Que ne savons-nous pas du COVID-19 dans les villes canadiennes?

Rejoindre l'hôte de CUI Mary Rowe pour notre session «Que ne savons-nous pas du COVID-19 dans les villes du Canada?» sont Kate Graham, Senior Fellow of Municipal Leadership à l'Institut urbain du Canada, Thierry Lindor, fondateur de Colours of Covid, le maire Patrick Brown, le maire de Brampton, et Janice Abbott, PDG de Atira Women's Resource Society.

5 Clé
Plats à emporter

Un résumé des idées, des thèmes et des citations les plus convaincants de cette conversation franche

1. Faire face au «manteau du secret» dans les lieux de travail essentiels

La transparence est essentielle, selon le maire de Brampton, Patrick Brown. À Brampton, les principaux secteurs essentiels comme la transformation des aliments et la logistique du transport ont été plus occupés qu'avant la pandémie - embauchant du personnel supplémentaire et ajoutant des quarts de travail supplémentaires avec une demande accrue des consommateurs. Mais trop souvent, les employeurs coupent les coins ronds. Le maire Brown déclare: «Le privilège d'opérer pendant un verrouillage doit s'accompagner d'un examen plus minutieux.» Les employés sacrifient leur santé et nous devons à notre tour veiller à ce que des règlements et des mesures d'application soient en place pour garantir que les employeurs font tout leur possible pour assurer la sécurité de leurs travailleurs.

2. Solutions basées sur le lieu pour les problèmes locaux

Thierry Lindor, fondateur de Colours of COVID - un site web retraçant les expériences des communautés du BIPOC pendant la pandémie - rapporte que 71% des personnes interrogées dans une récente enquête ont déclaré qu'elles ne seraient pas prêtes à prendre le vaccin si on leur offrait demain. Il souligne un manque de confiance dans l'autorité, basé sur des antécédents de discrimination systémique et de rupture de confiance entre les populations autochtones et racialisées et les institutions censées les protéger. La solution, propose-t-il, est de travailler bloc par bloc, quartier par quartier, en se connectant et en travaillant avec les personnes directement sur le terrain.

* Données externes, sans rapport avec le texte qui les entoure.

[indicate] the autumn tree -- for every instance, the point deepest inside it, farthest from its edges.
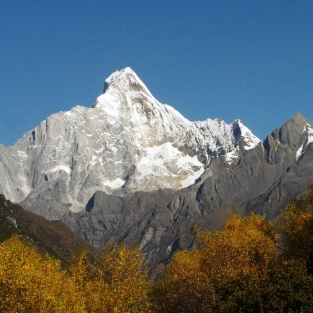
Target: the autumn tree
(30, 282)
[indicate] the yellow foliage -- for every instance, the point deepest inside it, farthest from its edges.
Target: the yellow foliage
(228, 265)
(30, 282)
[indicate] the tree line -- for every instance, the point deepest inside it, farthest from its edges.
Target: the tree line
(250, 265)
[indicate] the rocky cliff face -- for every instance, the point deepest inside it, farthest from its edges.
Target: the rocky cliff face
(132, 169)
(261, 180)
(128, 142)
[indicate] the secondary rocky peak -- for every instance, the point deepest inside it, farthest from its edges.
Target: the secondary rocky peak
(125, 80)
(291, 131)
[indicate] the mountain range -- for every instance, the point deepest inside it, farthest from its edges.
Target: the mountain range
(135, 170)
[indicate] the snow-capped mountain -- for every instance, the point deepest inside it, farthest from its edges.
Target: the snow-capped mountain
(128, 141)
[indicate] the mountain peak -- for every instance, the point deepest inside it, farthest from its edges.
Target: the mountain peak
(125, 80)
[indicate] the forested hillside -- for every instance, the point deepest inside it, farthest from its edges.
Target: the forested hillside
(250, 265)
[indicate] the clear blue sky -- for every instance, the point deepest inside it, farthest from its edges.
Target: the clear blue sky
(251, 60)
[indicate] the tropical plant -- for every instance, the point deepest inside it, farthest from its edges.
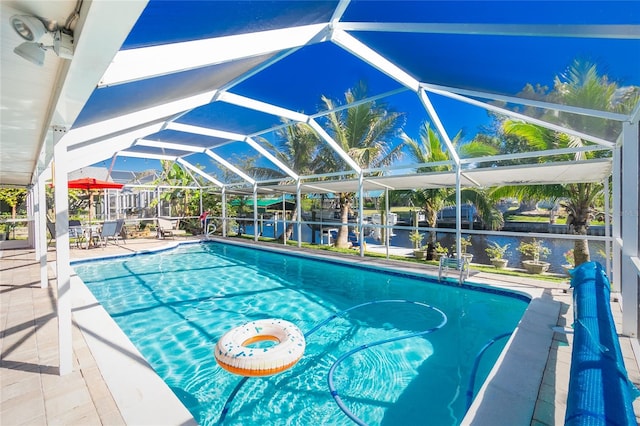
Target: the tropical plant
(569, 258)
(534, 249)
(366, 132)
(496, 251)
(440, 249)
(14, 197)
(416, 238)
(429, 149)
(178, 196)
(582, 86)
(465, 243)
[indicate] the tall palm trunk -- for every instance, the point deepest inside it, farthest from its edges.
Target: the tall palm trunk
(286, 235)
(431, 216)
(342, 241)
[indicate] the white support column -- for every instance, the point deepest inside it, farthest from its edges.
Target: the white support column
(387, 231)
(41, 224)
(158, 209)
(361, 211)
(299, 212)
(630, 198)
(63, 269)
(458, 214)
(32, 238)
(284, 220)
(607, 227)
(617, 225)
(255, 212)
(224, 211)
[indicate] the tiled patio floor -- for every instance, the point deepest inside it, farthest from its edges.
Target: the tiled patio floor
(32, 392)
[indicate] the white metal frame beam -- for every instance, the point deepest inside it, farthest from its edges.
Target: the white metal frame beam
(146, 62)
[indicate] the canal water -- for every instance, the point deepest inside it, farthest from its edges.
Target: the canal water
(478, 244)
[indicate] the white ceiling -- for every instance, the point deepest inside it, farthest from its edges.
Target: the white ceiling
(37, 100)
(39, 104)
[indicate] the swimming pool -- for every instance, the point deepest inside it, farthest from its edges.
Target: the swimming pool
(175, 305)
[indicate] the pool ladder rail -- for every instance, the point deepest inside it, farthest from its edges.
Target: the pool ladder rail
(459, 264)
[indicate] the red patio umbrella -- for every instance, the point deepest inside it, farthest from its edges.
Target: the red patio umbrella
(89, 184)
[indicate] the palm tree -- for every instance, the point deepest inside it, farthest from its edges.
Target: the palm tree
(579, 199)
(429, 149)
(298, 149)
(178, 196)
(366, 132)
(581, 85)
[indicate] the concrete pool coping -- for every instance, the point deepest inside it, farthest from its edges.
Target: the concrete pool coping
(508, 396)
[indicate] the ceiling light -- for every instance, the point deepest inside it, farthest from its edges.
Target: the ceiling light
(29, 28)
(32, 52)
(33, 29)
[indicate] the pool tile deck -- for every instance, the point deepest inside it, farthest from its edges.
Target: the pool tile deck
(33, 393)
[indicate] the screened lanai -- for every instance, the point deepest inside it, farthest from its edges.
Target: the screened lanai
(208, 84)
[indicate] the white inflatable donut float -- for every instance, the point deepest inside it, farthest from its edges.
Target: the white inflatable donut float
(234, 354)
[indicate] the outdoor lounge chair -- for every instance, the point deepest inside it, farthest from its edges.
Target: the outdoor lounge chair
(168, 227)
(111, 229)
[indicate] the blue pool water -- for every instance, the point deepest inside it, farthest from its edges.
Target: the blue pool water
(174, 305)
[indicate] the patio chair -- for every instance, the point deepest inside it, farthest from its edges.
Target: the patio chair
(110, 229)
(51, 227)
(76, 233)
(168, 227)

3. Vous ne pouvez pas vous attaquer à ce que vous ne mesurez pas

Selon Kate Graham de CUI, de meilleures données conduisent à de meilleures connaissances, informations et résultats. Et ces données doivent couvrir l'éventail des défis auxquels les gens sont confrontés pendant la pandémie. Même si la majorité des Canadiens ne contracteront pas la maladie, les effets du COVID dans la population continuent d'être profondément ressentis - des pertes d'emplois et de la précarité au travail, aux répercussions sur la santé mentale et aux effets sur les enfants ayant un apprentissage virtuel. Les données doivent être collectées à un niveau aussi granulaire que possible, au niveau de la ville, du quartier, du lieu de travail et de la population, et aussi en tenant compte de l'intersectionnalité, pour comprendre comment des groupes particuliers en quête d'équité sont touchés. Pour Thierry Lindor, «vous ne pouvez pas vous attaquer à ce que vous ne mesurez pas.»

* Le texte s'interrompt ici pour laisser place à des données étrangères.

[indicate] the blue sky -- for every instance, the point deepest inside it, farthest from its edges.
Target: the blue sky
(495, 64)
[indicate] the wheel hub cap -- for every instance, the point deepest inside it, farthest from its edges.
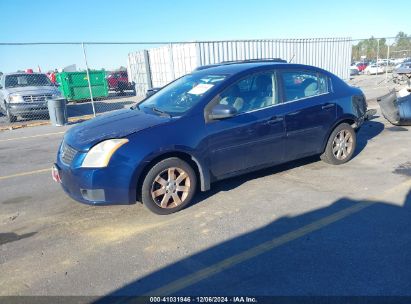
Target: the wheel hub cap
(342, 144)
(171, 187)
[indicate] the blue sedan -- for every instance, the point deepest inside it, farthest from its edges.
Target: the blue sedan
(217, 122)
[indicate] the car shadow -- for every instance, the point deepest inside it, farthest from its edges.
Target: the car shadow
(12, 237)
(348, 248)
(368, 131)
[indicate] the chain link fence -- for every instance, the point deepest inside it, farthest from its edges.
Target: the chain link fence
(97, 78)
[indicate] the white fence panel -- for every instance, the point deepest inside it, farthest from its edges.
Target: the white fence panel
(169, 62)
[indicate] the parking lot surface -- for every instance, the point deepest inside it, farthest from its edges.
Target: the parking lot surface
(303, 228)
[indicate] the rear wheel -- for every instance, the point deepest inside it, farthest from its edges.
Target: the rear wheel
(169, 186)
(340, 146)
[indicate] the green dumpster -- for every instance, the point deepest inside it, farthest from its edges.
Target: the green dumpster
(74, 85)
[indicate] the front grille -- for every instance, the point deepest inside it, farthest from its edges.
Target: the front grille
(37, 98)
(67, 153)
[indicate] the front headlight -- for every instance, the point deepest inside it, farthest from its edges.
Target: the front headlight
(99, 156)
(15, 98)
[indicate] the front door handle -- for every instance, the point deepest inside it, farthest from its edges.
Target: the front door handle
(328, 106)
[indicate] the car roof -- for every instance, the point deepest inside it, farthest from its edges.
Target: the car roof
(239, 67)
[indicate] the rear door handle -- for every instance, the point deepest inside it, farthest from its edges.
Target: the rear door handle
(274, 120)
(328, 106)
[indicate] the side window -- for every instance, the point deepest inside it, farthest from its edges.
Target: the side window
(253, 92)
(303, 84)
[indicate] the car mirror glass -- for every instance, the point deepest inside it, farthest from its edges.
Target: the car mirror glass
(222, 111)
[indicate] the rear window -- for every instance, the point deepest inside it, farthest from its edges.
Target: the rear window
(303, 84)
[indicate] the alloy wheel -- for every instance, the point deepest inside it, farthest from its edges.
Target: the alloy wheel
(171, 187)
(342, 145)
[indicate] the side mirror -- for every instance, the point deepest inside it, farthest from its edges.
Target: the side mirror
(222, 111)
(152, 91)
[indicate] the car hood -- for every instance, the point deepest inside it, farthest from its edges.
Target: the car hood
(116, 124)
(33, 90)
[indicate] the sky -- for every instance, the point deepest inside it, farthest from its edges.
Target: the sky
(177, 20)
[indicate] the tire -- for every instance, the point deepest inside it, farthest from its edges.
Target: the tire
(337, 152)
(10, 117)
(160, 192)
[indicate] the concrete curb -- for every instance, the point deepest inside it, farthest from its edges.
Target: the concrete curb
(71, 120)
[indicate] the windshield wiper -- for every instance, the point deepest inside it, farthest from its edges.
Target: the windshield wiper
(154, 109)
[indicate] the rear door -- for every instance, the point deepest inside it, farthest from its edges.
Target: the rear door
(255, 136)
(311, 111)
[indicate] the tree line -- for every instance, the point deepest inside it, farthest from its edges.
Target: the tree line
(372, 47)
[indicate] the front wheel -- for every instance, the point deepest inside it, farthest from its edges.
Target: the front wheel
(340, 146)
(169, 186)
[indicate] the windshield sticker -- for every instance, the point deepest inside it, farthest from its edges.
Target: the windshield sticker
(200, 89)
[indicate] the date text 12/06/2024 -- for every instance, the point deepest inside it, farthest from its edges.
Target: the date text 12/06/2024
(203, 299)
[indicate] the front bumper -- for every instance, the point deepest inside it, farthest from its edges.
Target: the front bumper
(38, 108)
(92, 186)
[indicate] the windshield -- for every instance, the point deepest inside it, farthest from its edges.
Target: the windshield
(24, 80)
(181, 95)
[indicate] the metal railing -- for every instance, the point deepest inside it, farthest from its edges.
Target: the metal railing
(99, 77)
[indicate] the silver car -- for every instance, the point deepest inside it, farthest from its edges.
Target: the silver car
(26, 95)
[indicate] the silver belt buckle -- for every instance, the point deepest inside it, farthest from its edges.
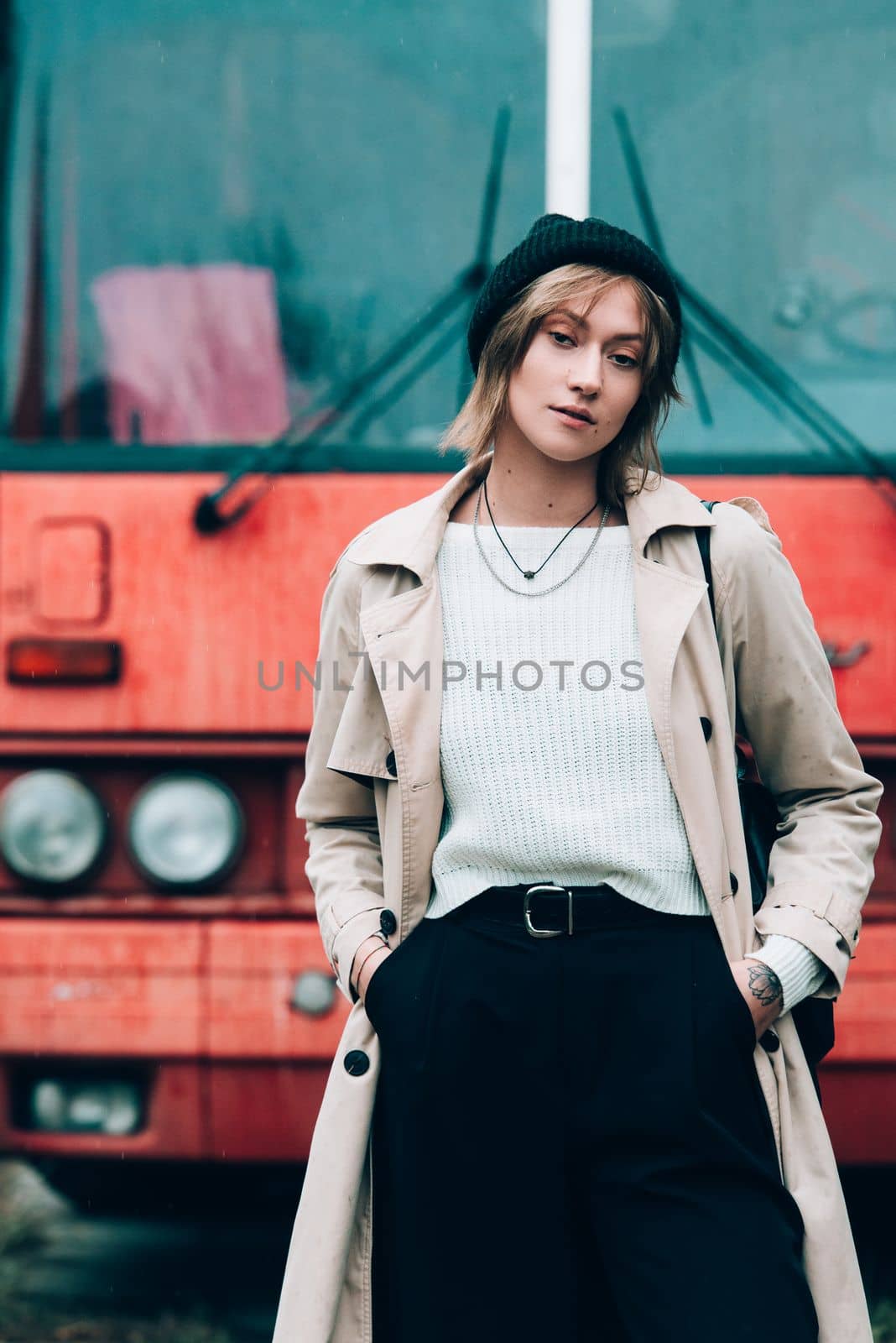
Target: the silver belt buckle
(548, 933)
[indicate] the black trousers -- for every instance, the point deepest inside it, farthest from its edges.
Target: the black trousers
(570, 1141)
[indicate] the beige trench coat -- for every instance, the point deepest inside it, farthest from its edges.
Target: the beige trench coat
(373, 799)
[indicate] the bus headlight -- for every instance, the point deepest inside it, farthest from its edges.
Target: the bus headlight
(185, 830)
(53, 826)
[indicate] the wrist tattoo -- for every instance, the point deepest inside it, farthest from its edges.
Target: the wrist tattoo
(763, 984)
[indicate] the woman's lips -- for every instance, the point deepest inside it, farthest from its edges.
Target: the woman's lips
(570, 421)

4. Équilibrer la transparence avec une stigmatisation accrue

Janice Abbott, PDG de la Atira Women's Society à Vancouver et Surrey, décrit les défis de rendre les données hyper-locales sur les infections et les décès par COVID plus transparentes pour le public. S'appuyant sur son expérience de travail dans le Downtown Eastside de Vancouver, elle parle des stigmates préexistants auxquels sont confrontées les populations vulnérables, qui ont été exacerbées par la pandémie.

5. Une conversation honnête sur le racisme et le COVID

Selon Thierry Lindor, COVID ne voit pas la race, mais il voit la pauvreté - et la pauvreté est plus susceptible d'avoir un impact sur les groupes vulnérables, y compris les femmes, les communautés racialisées et autochtones. Il cite un rapport récent sur les quartiers de Montréal montrant une corrélation directe entre le prix du pied carré dans l'immobilier et le nombre de cas de COVID. «Notre compréhension de la pandémie est liée à la lutte contre une autre pandémie appelée racisme. Nous avons besoin d'une conversation honnête si nous ne voulons pas passer par une troisième vague et potentiellement encore plus de vagues par la suite.